Cardiovascular studies

The cardiovascular studies using bilateral vagotomy and perivagal capsaicin treatment to block vagal nerve signaling reported inconsistent results with respect to effects on PM2.5-induced cardiovascular endpoints. The bilateral vagotomy studies demonstrate that vagal signaling may affect DE-induced changes in HRV, QRS duration, and sensitivity to arrhythmias in spontaneously hypertensive rats (Hazari et al.
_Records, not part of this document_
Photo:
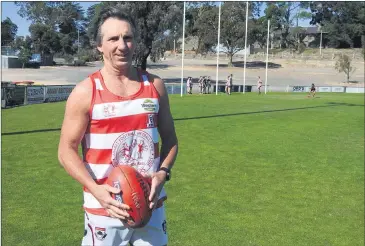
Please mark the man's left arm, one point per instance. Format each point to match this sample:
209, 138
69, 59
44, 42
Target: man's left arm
169, 145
Citation2011), but may not mediate DE-induced increases in HR in spontaneously hypertensive rats (Hazari et al. Citation2011), DE-induced slowing of LV relaxation in spontaneously hypertensive heart failure rats (Carll et al. Citation2013), or cigarette smoke-induced changes in vascular resistance of bronchial arteries in pigs (Matran et al. Citation1990). In contrast, perivagal capsaicin treatment attenuated cigarette smoke-induced transient increases in HR and arterial blood pressure in rats (Lin et al. Citation2010), though we note these studies used different animal models and different types of PM2.5 exposure.

Studies that used atropine or atenolol to investigate whether PM2.5-induced cardiovascular effects are modulated by parasympathetic or sympathetic signaling also showed inconsistent effects. Atenolol, but not atropine, prevented the DE-induced effects on HR, BP, and cardiac contractility in spontaneous hypertensive heart failure rats, indicating that these effects are mediated by sympathetic, but not parasympathetic signaling (Carll et al. Citation2013). By contrast, parasympathetic signaling was not implicated in the effects of cigarette smoke on vascular resistance in pigs (Matran et al. Citation1990) or the effects of DE exposure on HR, ST segment duration, or sensitivity to arrhythmia in spontaneously hypertensive rats (Hazari et al. Citation2011), as atropine treatment had no effect on these endpoints. Atropine prevented the DE-induced increase in HRV and QRS duration in spontaneously hypertensive rats, however, indicating that these effects are induced through parasympathetic signaling (Hazari et al. Citation2011).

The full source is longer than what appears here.